However, there’s a stealthy setup here which I first discussed last week.

People always say you can't pick tops or bottoms but quite frankly I consider that my strategic edge. I have an effective strategy for spotting trades as trends turn from one direction to the other.

So while EURCHF has been in a downtrend, right now there’s a favorable possibility we could get a nice spike to the upside. I really like the risk/reward here.

The evidence starts back in the April-May timeframe. EURCHF put in a subtle double bottom from which it bounced nicely before coming back down to test that pattern’s neckline.

Since then, it’s put in some very bullish price action with a pair of key reversals (that’s when the price made a new low and then closed on the high of the week).

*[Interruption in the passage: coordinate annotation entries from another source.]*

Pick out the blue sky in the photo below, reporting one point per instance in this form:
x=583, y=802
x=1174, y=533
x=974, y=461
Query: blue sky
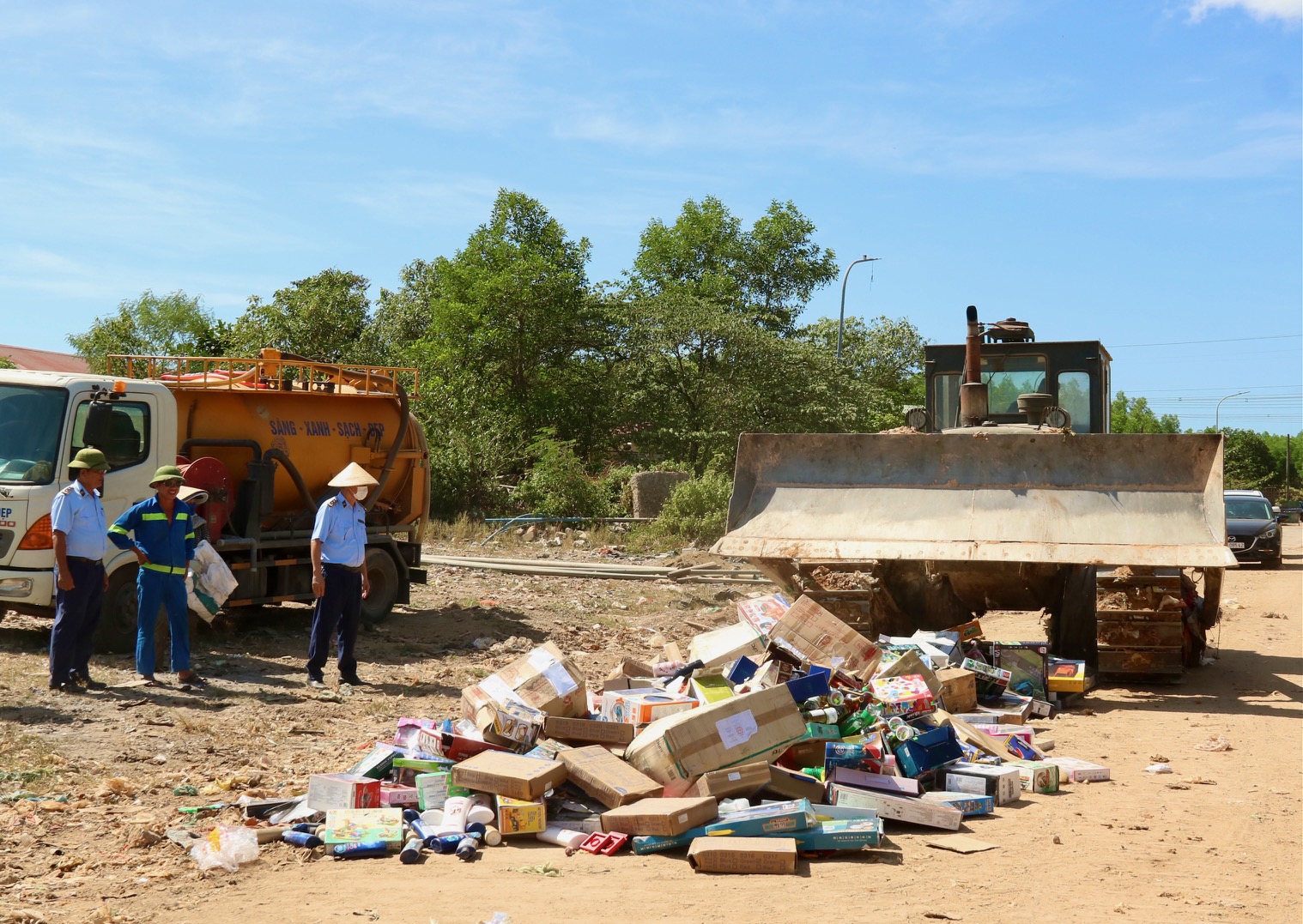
x=1121, y=170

EURCHF did that twice in its most recent consolidation.

This combination of pattern and price action indicates where the most likely momentum is going to be. A double bottom price pattern in the rear view mirror and bullish price action ever since now strongly suggests future prices should be higher.

How much higher remains a bigger mystery. This potential move could just be a countertrend trade where it comes right back down into the trend later. Even so, that gives us a nice profit opportunity without having to risk too much to find out if we’re right or wrong.

That scenario is to me is the Holy Grail of trading.

Last week I suggested putting a buy stop in EURCHF at 1.0802. That order remained unfilled for most of the week.

But here’s the nice part: I didn’t have to watch the chart every day. I wasn’t stressing out over a

15-minute chart. I wasn't looking for some indicator to turn. I put in a low-risk buy stop order and went off to do other things with my time.

If EURCHF had kept going down, then my buy stop wouldn't have been triggered. No harm, no foul.

But on Thursday that order was finally triggered. By requiring the market to confirm my hypothesis, I got into the trade at the time and price that it's ready to “go”.

The risk remains small for potentially a nice upside. I'll do that trade all day long.

And it’s not too late to get aboard if you’re not long already. That’s because the characteristics and benefits of this trade remain the same as last week.

Let’s compare EURCHF with GBPCHF (the British pound versus the Swiss franc).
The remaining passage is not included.